One thing I enjoyed was that this show is the ultimate anti-Hallmark show. For those who do not watch that network, just about every show (aside from The Golden Girls) ends with a kiss or a wedding ceremony. Sex seems barely to exist. Since the leads of both sexes are generally attractive (although in the nicest way) you are expected to believe that we are sort of back a century ago when girls wearing white at the altar was not just a kind of false symbolism. On one show (part of one of their series) the lead female was in danger and her boyfriend of over two years volunteered to stay over, in a guest room of course.

The Unicorn makes it quite clear that dating will lead to sex. Several episodes directly touch on it. The cast constantly talks about it, as well as the other adults’ issues in their own relationships. And the fact that Wade’s oldest daughter is starting to date and beginning to experience some of the more elemental aspects, provides a nice counter-point to some of the adult action.

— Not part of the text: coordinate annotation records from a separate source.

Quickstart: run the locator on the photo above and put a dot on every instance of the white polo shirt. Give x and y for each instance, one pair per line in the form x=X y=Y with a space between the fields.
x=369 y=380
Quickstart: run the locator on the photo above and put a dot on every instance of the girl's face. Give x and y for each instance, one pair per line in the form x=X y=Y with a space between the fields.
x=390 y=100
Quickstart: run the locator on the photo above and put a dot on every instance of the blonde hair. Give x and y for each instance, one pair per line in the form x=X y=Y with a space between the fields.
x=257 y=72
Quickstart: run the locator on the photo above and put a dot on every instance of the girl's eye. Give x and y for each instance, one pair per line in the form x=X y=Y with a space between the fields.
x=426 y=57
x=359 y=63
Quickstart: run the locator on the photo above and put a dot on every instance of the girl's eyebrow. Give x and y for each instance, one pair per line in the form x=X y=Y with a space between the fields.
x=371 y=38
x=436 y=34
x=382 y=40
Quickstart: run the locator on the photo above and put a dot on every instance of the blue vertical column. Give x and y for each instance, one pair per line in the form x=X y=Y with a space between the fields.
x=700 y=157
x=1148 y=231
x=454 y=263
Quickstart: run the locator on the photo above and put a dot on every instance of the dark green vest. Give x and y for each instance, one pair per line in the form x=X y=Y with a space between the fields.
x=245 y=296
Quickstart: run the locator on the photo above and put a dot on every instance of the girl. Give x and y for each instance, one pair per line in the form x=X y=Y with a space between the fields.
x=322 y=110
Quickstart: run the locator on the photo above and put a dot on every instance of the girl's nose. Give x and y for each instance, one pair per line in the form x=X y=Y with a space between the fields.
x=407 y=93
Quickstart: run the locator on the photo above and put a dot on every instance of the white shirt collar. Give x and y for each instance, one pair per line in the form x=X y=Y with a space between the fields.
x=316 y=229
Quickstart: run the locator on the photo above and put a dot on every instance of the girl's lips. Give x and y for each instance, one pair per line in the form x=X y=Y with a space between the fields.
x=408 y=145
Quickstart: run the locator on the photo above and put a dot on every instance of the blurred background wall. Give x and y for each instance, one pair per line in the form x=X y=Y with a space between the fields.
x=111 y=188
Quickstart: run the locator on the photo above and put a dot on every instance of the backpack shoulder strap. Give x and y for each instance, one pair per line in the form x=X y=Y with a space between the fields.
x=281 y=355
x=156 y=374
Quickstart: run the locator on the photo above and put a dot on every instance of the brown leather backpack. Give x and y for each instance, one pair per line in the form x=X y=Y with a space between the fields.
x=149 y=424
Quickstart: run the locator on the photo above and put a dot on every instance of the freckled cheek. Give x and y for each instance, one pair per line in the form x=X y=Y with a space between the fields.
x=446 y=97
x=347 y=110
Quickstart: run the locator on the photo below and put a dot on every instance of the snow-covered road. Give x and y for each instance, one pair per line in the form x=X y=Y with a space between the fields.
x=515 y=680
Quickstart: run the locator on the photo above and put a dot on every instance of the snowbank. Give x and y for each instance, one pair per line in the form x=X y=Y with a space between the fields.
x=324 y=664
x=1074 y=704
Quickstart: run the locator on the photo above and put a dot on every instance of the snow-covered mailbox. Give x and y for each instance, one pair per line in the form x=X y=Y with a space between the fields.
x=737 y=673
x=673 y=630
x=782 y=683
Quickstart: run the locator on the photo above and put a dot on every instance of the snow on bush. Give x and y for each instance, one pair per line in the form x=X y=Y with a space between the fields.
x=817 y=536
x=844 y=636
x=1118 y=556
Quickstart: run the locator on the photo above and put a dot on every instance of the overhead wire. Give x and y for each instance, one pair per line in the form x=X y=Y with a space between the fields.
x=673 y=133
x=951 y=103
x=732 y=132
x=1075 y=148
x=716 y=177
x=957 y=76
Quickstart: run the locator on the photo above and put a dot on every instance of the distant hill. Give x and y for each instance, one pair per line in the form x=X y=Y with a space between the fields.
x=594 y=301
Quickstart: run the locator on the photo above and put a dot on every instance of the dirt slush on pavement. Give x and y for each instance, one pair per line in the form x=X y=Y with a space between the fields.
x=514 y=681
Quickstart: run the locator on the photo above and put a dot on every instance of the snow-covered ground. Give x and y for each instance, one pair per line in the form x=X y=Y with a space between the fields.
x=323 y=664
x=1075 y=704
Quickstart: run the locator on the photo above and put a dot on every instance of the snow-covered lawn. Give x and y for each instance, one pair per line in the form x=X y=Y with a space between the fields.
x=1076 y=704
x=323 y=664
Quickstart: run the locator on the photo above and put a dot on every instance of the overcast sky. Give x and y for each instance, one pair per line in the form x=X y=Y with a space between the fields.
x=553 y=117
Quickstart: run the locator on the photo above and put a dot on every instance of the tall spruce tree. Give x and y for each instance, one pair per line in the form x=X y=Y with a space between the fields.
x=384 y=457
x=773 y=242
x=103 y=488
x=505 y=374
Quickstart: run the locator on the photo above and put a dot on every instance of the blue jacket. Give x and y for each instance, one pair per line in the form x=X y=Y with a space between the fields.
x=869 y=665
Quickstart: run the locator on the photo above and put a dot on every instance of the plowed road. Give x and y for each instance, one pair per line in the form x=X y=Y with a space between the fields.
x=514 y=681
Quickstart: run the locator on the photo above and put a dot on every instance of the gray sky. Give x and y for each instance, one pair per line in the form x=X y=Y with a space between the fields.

And the show is funny. Goggins, who has had a successful career playing villains and all kinds of crazy guys, is the straight man for this show. One reason it works so well is that he comes across as earnest and eventually willing to try out the things his friends want him to do. He is a caring father, a hard worker and a decent man. So in most episodes, it’s the rest of the cast that gets a chance to do the funny lines and then get his reaction. The cast is good. Jay is really good as the older daughter, and Corddry and Watkins get off some wonderful zingers, particularly aimed at each other. Yes, most of the fun from the regular supporting cast comes from, shall we put it nicely, clearly not reasonable behavior, but it is very funny.

The different women Wade meets are generally wacky. One is willing to do pity sex, another won’t go forward because she feels Wade will never really forget his first wife. (Why would a woman want a man who could casually change years of feelings so easily?) Another who he worries might be wanting more than he is ready to give turns out to also be seeing another man. And so forth.

This is a funny show. Not a great one, and it is self-limiting: if Wade finds the right woman the whole premise ends. But in an era when so little is really funny, this is a show you just might like.